Speaking of the near future, Lynch points out the agents directed at nicotinic receptors (molecules that affect the receptors of neurotransmitters under the influence of nicotine) as potential new stimulants of mental activity. Sarter agrees: a class of substances called agonists of nicotinic receptors ?4?2 * appears to have an effect on mechanisms that control attention. Among all known substances at the moment, they, in his opinion, "meet the criteria for a real impact on the cognitive process" at best.
However, Sartre is skeptical about the prospect of creating a medicinal product based on such substances. According to him, the pharmaceutical industry loses interest in drugs that improve mental performance, "because these drugs are prescribed less often, and it is this segment of the market that stimulates research and development." Pharmaceutical companies did not consider even the market for the treatment of attention deficit and hyperactivity disorder in the adult quite large and attractive."

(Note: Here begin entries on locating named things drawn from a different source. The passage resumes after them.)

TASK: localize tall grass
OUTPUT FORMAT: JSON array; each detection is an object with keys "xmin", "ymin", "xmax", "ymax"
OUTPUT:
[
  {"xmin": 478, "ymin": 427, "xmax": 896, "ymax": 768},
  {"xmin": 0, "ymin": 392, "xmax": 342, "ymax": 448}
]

In a note published in 2002, Rose writes that once, piracetam as the drug for improving mental performance was widely advertised. Piracetam still has its supporters, but today this name rather serves as a reminder that potentially effective medicines disappear as quickly as they appear. The only thing left for us is traditional methods.
"A lot of clinical studies have been done on a variety of substances and they did not work at all," says Sarter. Desperate to get results, pharmaceutical companies began to close up their research programs in the field of psychiatry. Traditional methods, for example, the synthesis of new molecules and the study of their effects on symptoms, seem to have exhausted themselves, and a new strategy based on genetics and the processes (taking place in the brain) studying looms large on the horizon.
Because of the dramatical change of strategy, humankind has to wait for new miracle drugs even longer – until all the new systems are debugged. At the same time, no one guarantees the result.